Но рация ожила и потребовала к себе сама. Щупленький связист тенью прошмыгнул с улицы в землянку, хотя старший лейтенант сам взял тангенту и наушники. Надевать на голову поленился, и присутствующие прекрасно расслышали голос:
— «Седьмой», как у тебя?
— Я — «Седьмой», все в норме. — Намерился доложить о гостях, но его перебили:
— К вечеру действуй по усиленному варианту. Район наполняется нохчами, так что повнимательнее.
— Понял вас. Действую по усиленному.
Заремба прикусил губу: по чью душу боевики стягиваются в район, ясно. Надо ускользать. Не успел.
— И еще, — продолжал вытекать из черного круга наушников голос начальника. — Внимательно посматривай и на наших, где-то у тебя в тылу под видом похоронной команды шляется группа наемников…

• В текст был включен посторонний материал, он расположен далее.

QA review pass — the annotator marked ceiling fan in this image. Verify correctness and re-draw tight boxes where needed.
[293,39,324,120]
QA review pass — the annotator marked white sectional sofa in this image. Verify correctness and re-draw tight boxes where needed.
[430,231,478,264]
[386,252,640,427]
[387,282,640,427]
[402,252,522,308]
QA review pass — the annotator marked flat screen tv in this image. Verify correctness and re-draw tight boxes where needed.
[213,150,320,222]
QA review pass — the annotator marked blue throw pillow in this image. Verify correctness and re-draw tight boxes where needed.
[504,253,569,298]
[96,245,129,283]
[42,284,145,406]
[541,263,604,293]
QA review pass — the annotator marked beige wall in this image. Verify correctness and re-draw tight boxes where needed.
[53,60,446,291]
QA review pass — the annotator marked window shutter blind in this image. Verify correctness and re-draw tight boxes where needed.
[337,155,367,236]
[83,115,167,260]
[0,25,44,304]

Заремба опередил старлея. Остатками чая плеснув в поворачивающееся в догадке лицо офицера, прыжком сбил со стола автомат и сам передернул затвор. Парнишка-связист, оказавшийся напротив ствола, рухнул на пол, а племянник-санинструктор засипел от приставленного к горлу ножа Туманова:
— А-а-а-а…
— Не двигаться, — зло приказал Заремба, поднося ствол ко лбу Приходько. — Если ты все еще хочешь спокойно вернуться домой со всеми своими подчиненными, то тихо и без дураков.
— «Седьмой», конец связи, — не стал вмешиваться в происходящее командир в рации и, не дождавшись подтверждения, отключился.
— Еще раз предупреждаю, всем спокойно, — повторил подполковник.
Туманов тем временем подвел под взгляд Приходько племянника с ножом у горла, что подействовало сильнее слов.
— Слушая меня, командир, — вернул к себе его внимание Заремба. Глаза старлея налились кровью, он держался из последних сил, и спецназовец поспешил объясниться: — То, что тебе передали, — почти правда. Но не вся. Мы не наемники. Нас подставили, понял? Так же, как по большому счету и тебя, и всю армию. Мою группу по каким-то причинам загоняют в угол и убивают как свои, так и чечены. Я понимаю, что в это трудно поверить. Но ты умный мужик и должен хотя бы знать, что в каждой войне есть изнанка. Лежать! — прикрикнул на связиста, попытавшегося пошевелиться.